Suzy Favor Hamilton speaks to students about following their dreams.
Three-time Olympian Suzy Favor Hamilton and two-time Olympic silver medalist and world record holder Mike Powell headlined the third annual CHARACTER COUNTS! In Iowa's Pursuing Victory With Honor Summit on Oct. 30.
The conference aimed to encourage the 470 participants including student athletes, coaches, teachers and Iowans, to demonstrate CHARACTER COUNTS! in sports.
Favor Hamilton encouraged students to get involved. As she told about her life experiences as a runner she said, "I was very fortunate to do what I loved, and I owe so much to my running."
Although she's seen much fortune and many victories, Favor Hamilton also told participants about her losing moments and tough times, which made her stronger and encouraged her to work harder to be the best she could be.
"Go for it!" Favor Hamilton said. "Whatever it may be, be the best person you can be."
Favor Hamilton competed in the 1,500-meter run in the 1992, 1996 and 2000 Olympics, and won seven U.S. national championships in track and field. She was ranked No. 1 in the U.S. for her 1,500 meter run in 1989, 1990, 1998, 2000, 2001 and 2002. In 2001, Favor Hamilton was inducted into the Drake Relays Athletes Hall of Fame, and still owns the women's 800, 1,500 and 3,000 meter runs records for the Drake Relays.
Powell also spoke to participants in breakout sessions encouraging CHARACTER COUNTS! through the six pillars of character. To demonstrate honesty, citizenship, respect and caring, as well as the other pillars of character, Powell shared some of his own experiences.

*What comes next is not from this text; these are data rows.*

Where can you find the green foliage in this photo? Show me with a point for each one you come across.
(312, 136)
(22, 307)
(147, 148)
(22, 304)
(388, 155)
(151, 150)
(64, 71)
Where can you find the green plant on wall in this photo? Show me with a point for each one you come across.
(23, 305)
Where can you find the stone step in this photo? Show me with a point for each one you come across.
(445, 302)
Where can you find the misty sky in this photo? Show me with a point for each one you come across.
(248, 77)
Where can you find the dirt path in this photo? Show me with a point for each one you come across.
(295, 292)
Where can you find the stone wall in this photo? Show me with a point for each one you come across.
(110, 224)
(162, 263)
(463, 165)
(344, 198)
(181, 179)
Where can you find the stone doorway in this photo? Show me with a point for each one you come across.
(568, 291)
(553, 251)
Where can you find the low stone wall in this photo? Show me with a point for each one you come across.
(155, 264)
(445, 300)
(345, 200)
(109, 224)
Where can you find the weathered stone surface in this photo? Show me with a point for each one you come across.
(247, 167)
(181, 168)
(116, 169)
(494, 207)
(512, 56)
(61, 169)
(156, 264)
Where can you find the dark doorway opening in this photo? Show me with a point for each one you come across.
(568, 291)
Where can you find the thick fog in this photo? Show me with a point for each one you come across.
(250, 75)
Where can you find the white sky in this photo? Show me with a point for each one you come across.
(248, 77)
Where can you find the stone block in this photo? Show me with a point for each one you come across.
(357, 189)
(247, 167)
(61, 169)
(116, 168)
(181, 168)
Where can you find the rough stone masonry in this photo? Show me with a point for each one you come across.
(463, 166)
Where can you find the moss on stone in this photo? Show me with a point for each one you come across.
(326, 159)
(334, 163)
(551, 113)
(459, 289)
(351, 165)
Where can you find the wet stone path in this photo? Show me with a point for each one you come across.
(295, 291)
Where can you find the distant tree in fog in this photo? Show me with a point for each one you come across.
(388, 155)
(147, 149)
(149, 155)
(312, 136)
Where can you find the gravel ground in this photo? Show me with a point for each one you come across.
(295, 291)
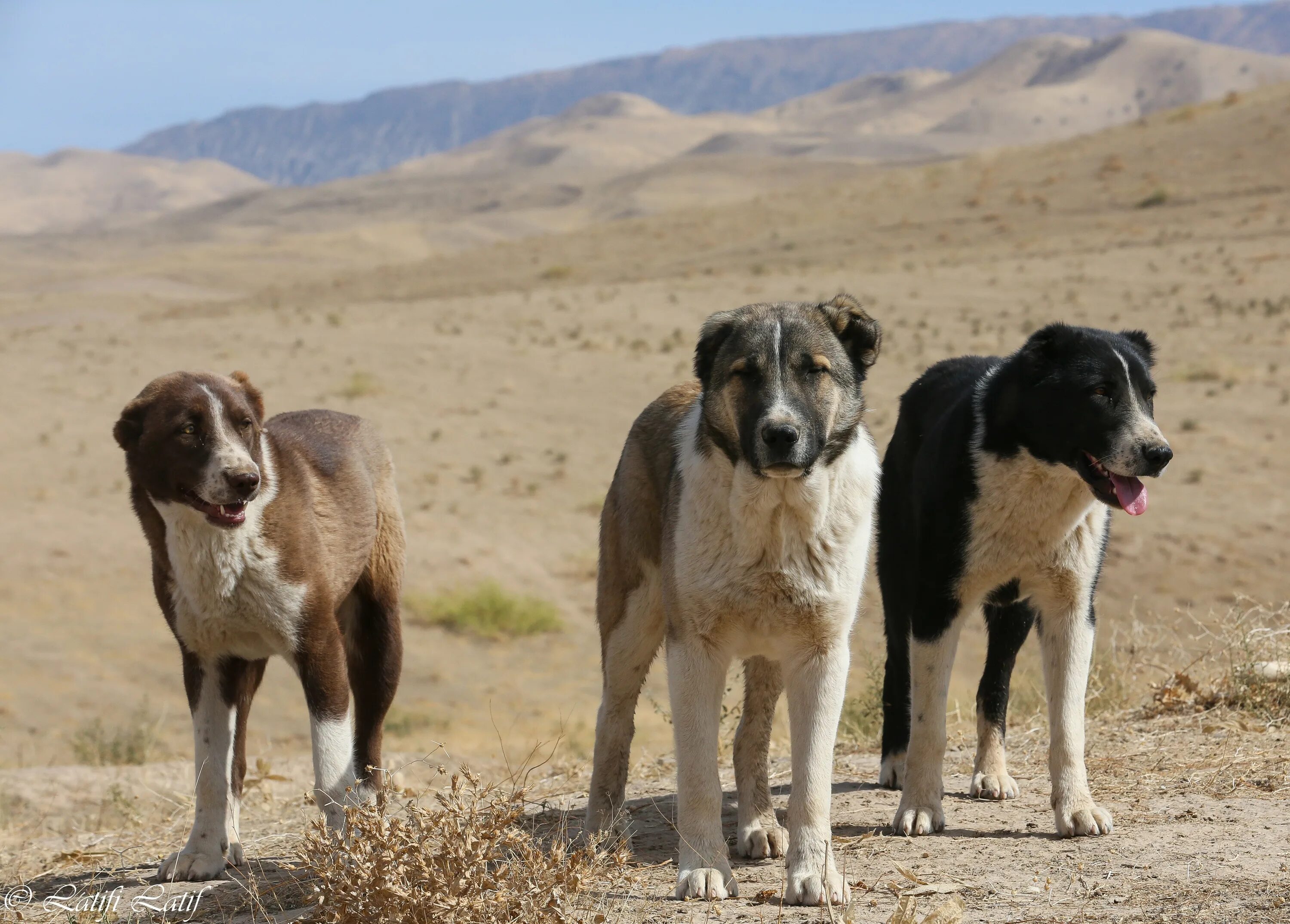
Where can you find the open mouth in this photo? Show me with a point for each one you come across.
(217, 514)
(1125, 492)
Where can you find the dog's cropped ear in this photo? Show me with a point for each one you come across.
(257, 400)
(1045, 345)
(713, 335)
(861, 335)
(1143, 345)
(129, 426)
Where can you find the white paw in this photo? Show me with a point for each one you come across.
(1080, 817)
(706, 882)
(809, 888)
(759, 842)
(892, 771)
(919, 816)
(994, 786)
(190, 866)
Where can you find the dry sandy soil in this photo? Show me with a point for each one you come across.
(505, 378)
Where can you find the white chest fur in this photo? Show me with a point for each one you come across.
(226, 586)
(1031, 521)
(780, 554)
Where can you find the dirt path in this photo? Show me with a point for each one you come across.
(1201, 806)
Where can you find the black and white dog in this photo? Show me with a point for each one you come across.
(996, 495)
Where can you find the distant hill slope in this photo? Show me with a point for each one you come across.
(1039, 89)
(75, 190)
(326, 141)
(621, 155)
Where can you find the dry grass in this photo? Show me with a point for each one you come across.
(1247, 668)
(473, 857)
(862, 714)
(487, 611)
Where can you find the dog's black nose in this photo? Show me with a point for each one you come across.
(1158, 456)
(243, 482)
(780, 435)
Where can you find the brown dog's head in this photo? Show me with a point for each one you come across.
(782, 382)
(195, 439)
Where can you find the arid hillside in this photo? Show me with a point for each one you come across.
(78, 190)
(505, 377)
(618, 155)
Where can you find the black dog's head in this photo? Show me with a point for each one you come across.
(782, 382)
(195, 439)
(1085, 398)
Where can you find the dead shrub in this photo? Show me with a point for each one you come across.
(473, 857)
(1248, 668)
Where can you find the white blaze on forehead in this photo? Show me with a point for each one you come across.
(229, 452)
(1142, 418)
(1138, 430)
(777, 409)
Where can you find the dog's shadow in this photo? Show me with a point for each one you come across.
(656, 841)
(653, 823)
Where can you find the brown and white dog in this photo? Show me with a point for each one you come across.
(282, 537)
(738, 526)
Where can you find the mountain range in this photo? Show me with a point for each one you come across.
(620, 155)
(327, 141)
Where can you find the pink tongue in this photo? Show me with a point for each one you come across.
(1132, 494)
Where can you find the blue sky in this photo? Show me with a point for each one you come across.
(102, 73)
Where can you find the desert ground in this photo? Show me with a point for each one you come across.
(505, 376)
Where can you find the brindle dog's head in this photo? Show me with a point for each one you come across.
(195, 439)
(782, 382)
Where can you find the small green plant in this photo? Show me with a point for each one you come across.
(1156, 198)
(359, 385)
(132, 743)
(862, 714)
(487, 611)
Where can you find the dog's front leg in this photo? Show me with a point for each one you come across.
(696, 679)
(817, 687)
(931, 664)
(1066, 642)
(213, 722)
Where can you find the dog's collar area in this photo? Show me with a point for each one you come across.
(217, 514)
(1123, 492)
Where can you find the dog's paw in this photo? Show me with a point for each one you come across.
(996, 785)
(760, 841)
(919, 816)
(1081, 817)
(811, 888)
(190, 866)
(706, 883)
(892, 771)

While in Africa, Powell learned to appreciate the gifts that he has been given in life and he empathizes with the people he was there to help who were living in a struggling third world country.
He encouraged participants to be honest, appreciate what they've been given, empathize with others who are in need, respect competitors and their talents and be good to others.
Powell won a silver medal in the long jump at the 1988 and 1992 Summer Olympics, and made history at the 1991 World Outdoor Championships in Tokyo, Japan, where he set a world record in the long jump at 29 feet 4 inches, which took the place of Bob Beamon's 23-year-old world record.
Scott Raecker, executive director of the Institute for Character Development, welcomes Gov. Culver at Tuesday's summit.
Iowa Gov. Chet Culver opened the conference with comments regarding athletes' ability to make a better Iowa by showing passion, sportsmanship, drive and commitment.
"You'll learn a lot in school, but today you'll learn some of life's most important lessons," said Gov. Culver. "Make sure you take full advantage of this opportunity."
The sessions covered myriad topics such as diversity, goal setting, preparation and gamesmanship vs. sportsmanship.
Other keynote speakers included former Drake head basketball coach Tom Davis, who accumulated 598 victories during a 32-year coaching career; Mike Beaman, chief of staff of the Iowa State Homeland Security; Drake Vice Provost Wanda Everage; West Des Moines Valley High School Athletic Director Steve Duncan and Drake Volleyball Coach Amy Knowles.
The event was sponsored by Drake University, Iowa Health Systems, CHARACTER COUNTS! In Iowa, the Iowa Games and the Iowa National Guard.